Expand your mind through a more diverse reading list

Upper East Side newstand in New York in a 2012 file photo.

Americans of all political stripes should expand their reading to include viewpoints they may not agree with, argues Ross Douthat in the New York Times.

Douthat prescribes three remedies for what he sees as our limited perspective:

1. Subscribe to a magazine with a viewpoint counter to your own

"So if you love National Review's political coverage, add The New Republic or The Nation to your regular rotation as well. If you think that The New Yorker's long-form journalism is the last word on current affairs, take out a Weekly Standard subscription and supplement Jeffrey Toobin with Andy Ferguson, Adam Gopnik with Christopher Caldwell ... And whenever you're tempted to hurl away an article in disgust, that's exactly when you should turn the page or swipe the screen and keep on reading, to see what else the other side might have to say."

2. Read things from far away

"Even in our supposedly globalized world, place still shapes perspective, and the fact that most American political writers live in just two metropolitan areas tends to cramp our ability to see the world entire.
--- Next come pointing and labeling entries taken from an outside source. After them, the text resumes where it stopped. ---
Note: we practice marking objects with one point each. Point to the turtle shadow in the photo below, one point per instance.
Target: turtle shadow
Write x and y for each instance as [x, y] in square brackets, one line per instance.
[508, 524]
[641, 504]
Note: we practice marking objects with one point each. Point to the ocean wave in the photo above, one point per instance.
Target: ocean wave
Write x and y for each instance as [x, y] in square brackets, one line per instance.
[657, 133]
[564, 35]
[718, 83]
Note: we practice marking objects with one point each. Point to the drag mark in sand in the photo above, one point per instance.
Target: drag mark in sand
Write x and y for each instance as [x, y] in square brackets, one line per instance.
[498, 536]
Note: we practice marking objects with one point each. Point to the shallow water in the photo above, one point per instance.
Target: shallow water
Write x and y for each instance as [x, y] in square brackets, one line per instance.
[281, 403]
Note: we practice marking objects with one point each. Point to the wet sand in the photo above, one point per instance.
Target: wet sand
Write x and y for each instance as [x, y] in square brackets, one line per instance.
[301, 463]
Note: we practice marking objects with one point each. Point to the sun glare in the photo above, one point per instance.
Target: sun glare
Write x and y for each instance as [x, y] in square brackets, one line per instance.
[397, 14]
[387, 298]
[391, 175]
So the would-be cosmopolitan who currently gets a dose of British-accented sophistication from The Economist -- a magazine whose editorial line varies only a little from the Manhattan-and-D.C. conventional wisdom -- might do well to read the London Review of Books and The Spectator instead."

3. Read more "marginal and idiosyncratic voices"

"Start on the non-Republican right, maybe, with the libertarians at Reason magazine, the social conservatives at First Things and Public Discourse, the eclectic dissidents who staff The American Conservative. Then head for the neo-Marxist reaches of the Internet, where publications like Jacobin and The New Inquiry offer a constant reminder of how much room there is to the left of the current Democratic Party."

One of the guests on The Daily Circuit on Thursday, Jan. 31 took Douthat to task for a list or reading recommendations he thinks is too narrow. J. Peder Zane wrote in The Daily Caller,

"Open our minds, yes! But his list has so many usual suspects that it could have been cobbled together by Captain Louis from "Casablanca." This might be wise if the prestigious publications and writers he cites had the cure for what ails us. But, truth be told, they -- and, more accurately, the much larger mainstream in which they swim -- are part of the problem he is addressing."

Also on the program: Washington Post columnist E.J. Dionne, who wrote in a recent column, "I love opinions that I agree with, certainly, but often enough I enjoy even some I disagree with."